About the project

What World English is

World English (WoE) is a deliberate revision of English that keeps what works and fixes what doesn’t — aiming for a variant that is regular, predictable, easier to learn, and still readable to anyone who knows English.

English is the default language of the internet, science, aviation, business, and travel. It is also, by accident of history rather than design, one of the harder languages to learn well: its spelling rarely predicts its sound, its verbs and plurals are riddled with memorized exceptions, and many of its “rules” are not rules at all but lists. In many respects World English is a subset of British and American English — it takes the common core and drops the irregular edges. In others it is a genuine reform, replacing rules that are broken beyond repair with something simpler.

Why it exists

A learner today must absorb thousands of irregular spellings, hundreds of irregular verbs, an oversized tense system, and a layer of near-arbitrary choices that native speakers themselves cannot explain. None of that complexity is necessary to communicate clearly — it is historical residue. World English asks, rigorously: how simple could English be while still being English? It is a research and design effort, not a campaign to make anyone switch.

Design principles

  1. Subtract before you add. The first tool is removing irregularity, not inventing new grammar. Most wins come from regularizing what already exists.
  2. Reform only where subtraction fails. Where a rule is irreparably arbitrary, replace it with a single predictable rule — even if that form isn’t standard English.
  3. Stay legible. Spelling is regularized only lightly. A page of World English should never look alien to an English reader.
  4. One rule, no exception lists. A feature is “done” only when it can be stated as a rule a beginner can apply, with no table of special cases.
  5. Document the why. Every divergence from standard English is recorded with the learner problem it solves and the trade-off it accepts.

How it is being designed

Each step produces documentation the next step builds on. Nothing is decided silently.
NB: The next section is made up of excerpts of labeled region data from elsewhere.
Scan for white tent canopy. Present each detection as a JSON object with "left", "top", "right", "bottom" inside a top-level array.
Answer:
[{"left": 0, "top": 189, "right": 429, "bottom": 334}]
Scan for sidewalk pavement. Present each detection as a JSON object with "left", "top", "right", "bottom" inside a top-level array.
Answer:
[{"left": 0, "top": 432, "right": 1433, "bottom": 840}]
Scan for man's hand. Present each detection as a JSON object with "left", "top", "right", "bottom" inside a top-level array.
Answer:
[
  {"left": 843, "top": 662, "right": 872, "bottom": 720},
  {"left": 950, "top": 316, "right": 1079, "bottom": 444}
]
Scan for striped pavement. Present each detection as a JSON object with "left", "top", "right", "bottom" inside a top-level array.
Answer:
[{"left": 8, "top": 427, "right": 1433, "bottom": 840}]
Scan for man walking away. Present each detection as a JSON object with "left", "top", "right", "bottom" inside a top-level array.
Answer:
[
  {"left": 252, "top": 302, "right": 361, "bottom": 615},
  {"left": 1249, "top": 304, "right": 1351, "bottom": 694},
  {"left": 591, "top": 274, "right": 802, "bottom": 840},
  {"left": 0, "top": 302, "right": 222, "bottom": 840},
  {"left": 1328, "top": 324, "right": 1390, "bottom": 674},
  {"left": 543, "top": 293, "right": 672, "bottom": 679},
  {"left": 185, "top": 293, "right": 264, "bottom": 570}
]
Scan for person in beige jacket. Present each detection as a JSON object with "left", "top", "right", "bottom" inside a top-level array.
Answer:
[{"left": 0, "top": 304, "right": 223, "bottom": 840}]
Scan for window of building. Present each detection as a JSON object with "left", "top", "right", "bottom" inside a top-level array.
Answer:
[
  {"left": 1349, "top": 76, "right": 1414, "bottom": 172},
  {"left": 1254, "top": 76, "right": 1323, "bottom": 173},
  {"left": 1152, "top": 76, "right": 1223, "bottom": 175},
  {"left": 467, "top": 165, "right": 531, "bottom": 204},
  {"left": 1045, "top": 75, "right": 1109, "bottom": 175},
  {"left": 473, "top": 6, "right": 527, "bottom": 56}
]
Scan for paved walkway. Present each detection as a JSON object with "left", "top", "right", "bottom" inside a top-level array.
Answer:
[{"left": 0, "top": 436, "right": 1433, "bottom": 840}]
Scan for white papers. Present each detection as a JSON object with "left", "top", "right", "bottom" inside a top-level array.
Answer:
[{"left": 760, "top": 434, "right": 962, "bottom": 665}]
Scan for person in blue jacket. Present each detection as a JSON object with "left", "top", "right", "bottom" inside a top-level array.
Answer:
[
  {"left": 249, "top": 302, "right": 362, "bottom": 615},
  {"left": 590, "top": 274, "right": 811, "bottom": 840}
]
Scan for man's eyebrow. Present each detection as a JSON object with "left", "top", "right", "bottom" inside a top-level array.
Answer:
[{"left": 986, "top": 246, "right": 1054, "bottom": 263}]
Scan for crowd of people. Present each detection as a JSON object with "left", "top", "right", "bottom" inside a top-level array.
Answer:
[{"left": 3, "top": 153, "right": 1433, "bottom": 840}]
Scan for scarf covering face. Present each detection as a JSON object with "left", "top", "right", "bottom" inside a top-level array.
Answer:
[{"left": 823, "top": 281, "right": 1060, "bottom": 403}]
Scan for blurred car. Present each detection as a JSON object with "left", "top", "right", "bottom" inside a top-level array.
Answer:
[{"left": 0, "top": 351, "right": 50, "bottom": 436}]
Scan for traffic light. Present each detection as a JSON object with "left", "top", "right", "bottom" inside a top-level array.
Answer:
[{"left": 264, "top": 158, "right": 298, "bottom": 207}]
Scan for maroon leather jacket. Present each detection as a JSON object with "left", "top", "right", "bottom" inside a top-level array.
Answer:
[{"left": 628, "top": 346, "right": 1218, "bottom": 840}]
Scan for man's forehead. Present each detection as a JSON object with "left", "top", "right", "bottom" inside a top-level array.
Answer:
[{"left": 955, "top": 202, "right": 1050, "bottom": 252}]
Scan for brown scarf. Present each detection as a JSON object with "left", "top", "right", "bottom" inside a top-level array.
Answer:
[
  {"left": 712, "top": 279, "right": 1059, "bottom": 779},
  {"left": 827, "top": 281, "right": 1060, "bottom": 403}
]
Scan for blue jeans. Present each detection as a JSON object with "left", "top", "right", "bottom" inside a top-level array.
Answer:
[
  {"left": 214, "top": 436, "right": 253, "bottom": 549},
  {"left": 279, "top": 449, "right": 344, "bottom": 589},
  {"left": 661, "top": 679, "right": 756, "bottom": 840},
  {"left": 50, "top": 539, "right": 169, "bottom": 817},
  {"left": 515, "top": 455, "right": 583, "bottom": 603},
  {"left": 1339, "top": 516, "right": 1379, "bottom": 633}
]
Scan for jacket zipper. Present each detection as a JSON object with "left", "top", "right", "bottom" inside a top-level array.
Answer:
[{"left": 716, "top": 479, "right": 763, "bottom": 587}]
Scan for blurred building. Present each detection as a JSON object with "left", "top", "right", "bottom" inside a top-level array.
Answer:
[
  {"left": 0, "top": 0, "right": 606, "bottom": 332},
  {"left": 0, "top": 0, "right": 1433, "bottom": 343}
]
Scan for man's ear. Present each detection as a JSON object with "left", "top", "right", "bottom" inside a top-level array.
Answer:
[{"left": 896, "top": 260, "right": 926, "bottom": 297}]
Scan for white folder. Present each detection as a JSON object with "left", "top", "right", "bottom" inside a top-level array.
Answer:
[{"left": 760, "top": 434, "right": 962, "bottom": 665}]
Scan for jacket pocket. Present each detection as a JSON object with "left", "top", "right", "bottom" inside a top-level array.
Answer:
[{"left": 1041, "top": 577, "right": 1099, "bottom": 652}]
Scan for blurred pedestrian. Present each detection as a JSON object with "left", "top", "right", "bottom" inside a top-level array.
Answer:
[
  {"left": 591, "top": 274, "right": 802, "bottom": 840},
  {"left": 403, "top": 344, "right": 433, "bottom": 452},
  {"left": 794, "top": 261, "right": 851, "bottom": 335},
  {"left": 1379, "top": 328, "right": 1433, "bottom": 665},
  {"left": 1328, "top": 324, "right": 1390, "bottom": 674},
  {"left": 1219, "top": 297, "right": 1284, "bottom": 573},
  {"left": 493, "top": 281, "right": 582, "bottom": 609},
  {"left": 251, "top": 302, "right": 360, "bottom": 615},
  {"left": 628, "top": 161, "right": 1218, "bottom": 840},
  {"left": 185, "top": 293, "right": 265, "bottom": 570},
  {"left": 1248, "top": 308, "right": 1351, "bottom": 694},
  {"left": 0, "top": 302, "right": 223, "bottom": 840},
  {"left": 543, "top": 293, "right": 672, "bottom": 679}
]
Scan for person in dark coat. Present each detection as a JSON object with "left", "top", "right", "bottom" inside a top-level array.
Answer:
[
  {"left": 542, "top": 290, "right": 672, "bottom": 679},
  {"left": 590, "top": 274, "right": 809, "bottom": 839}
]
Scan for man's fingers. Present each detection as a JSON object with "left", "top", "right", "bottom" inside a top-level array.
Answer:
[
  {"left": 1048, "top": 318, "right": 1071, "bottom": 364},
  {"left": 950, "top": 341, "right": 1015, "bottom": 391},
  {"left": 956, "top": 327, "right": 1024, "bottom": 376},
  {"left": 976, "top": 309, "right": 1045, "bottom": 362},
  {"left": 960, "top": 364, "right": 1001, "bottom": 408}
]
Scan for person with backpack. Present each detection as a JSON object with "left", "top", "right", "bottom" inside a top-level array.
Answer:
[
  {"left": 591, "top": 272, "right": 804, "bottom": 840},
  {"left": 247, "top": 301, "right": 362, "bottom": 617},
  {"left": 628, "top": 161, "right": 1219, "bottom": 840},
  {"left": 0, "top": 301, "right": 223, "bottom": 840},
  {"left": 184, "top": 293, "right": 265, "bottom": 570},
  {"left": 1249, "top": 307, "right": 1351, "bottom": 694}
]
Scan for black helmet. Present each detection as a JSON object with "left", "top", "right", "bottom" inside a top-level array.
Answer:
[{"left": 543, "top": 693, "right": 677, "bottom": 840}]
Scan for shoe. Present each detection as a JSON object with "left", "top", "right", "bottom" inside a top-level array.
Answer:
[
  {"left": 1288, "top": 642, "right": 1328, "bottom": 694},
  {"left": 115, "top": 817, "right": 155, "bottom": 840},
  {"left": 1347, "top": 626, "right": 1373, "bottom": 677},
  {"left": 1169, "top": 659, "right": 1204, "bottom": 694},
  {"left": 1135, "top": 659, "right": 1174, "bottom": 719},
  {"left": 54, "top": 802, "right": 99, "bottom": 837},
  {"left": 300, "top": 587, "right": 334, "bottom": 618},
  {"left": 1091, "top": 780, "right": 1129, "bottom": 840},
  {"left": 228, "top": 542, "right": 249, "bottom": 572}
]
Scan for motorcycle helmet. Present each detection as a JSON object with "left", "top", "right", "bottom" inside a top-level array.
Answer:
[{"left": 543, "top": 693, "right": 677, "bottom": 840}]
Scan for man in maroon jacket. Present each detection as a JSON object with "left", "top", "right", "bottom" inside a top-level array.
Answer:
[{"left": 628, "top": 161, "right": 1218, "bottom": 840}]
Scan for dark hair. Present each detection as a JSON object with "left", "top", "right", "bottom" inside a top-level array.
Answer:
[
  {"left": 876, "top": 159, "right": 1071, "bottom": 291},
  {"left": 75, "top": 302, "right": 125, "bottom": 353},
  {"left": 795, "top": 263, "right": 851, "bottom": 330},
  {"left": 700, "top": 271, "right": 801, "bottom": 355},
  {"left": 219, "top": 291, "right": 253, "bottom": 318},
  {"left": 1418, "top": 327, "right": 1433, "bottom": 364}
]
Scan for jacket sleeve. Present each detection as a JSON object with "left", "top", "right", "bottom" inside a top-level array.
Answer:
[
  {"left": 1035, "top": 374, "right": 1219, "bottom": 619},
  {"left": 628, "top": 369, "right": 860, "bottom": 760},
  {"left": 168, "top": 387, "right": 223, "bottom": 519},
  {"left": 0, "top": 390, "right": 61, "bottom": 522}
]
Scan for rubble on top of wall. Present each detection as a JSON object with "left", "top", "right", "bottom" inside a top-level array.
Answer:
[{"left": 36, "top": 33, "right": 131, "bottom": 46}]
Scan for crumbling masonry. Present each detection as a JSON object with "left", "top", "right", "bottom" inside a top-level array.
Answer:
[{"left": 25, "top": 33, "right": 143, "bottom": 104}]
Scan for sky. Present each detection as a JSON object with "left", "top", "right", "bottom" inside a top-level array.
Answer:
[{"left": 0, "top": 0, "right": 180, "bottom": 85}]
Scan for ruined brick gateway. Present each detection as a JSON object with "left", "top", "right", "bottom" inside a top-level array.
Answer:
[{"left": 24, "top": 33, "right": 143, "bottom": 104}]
  1. Map standard English — document the actual rules as a baseline.
  2. Catalogue the difficulties — record what learners struggle with, and why.
  3. Design the fixes — for each difficulty, a regularized rule with examples and trade-offs.
  4. Specify the language — consolidate the rules into the specifications.
  5. Prove the rules hold together — dogfood them on real passages and check them mechanically.
  6. Build the tools — translators and pronunciation support.